Vejamos: no mês de março de 1957, os grandes sucessos musicais incluíam Chuck Berry (a magistral School day), Eddie Cochran, Lucille de Little Richard, Carl Perkins, The Platters. Já Elvis comparecia com All shook up. Havia ainda os obscuros The Gladiolas and The Diamonds, Frankie Lymon and The Teenagers e Guy Mitchell; como é evidente, sucessos de grupos vocais e os característicos lonesome rangers da geração zero do rock.
E assim os meses se sucedem até janeiro de 1963. Nas tais paradas de sucessos, o raro não norte-americano é Cliff Richard, o british lonesome ranger. O cenário roqueiro, portanto, ficou inalterado por muito tempo. E, como já disse, se mantido este estado de coisas, o rockn roll transformar-se-ia em uma babaquice interminável. Por pouco tal não ocorreu. E, decerto, assim seria se uma ou outra cabeça não sacasse que ficar no ícone, na repetição da marca, da insígnia, de uma época é o mesmo que não refletir, não se responsabilizar por um ato. Houve essas cabeças. E, em janeiro de 1963 aparece entre os sucessos uma iniciante banda britânica: Beatles e seu Please, please me. Esta canção dividia o pódio com grupos vocais como o Cascades (do dulcíssimo hit Rhythm of the rain) e os soul-men Marvin Gaye e Sam Cooke.

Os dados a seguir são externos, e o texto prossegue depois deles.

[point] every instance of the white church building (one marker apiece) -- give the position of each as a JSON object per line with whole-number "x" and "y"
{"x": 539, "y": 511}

Somente em março daquele anos, reaparece outra british band; Gerry and The Pacemakers e seu animado mersey sound How do you do it. Abril já mostra duas bandas britânicas. Reaparecem os Beatles (From me to you) e o pouco conhecido Big Three, ambos mersey. Em maio, além dos Pacemakers, um novo nome: The Hollies (Just like me). Em julho, surge a banda que viria a ser conhecida como the greatest rockn roll band e uma legítimo representante da influência descarada do blues: The Rolling Stones. A canção é Come on. E, neste mês de verão acima do Equador, os Stones são um destaque solitário.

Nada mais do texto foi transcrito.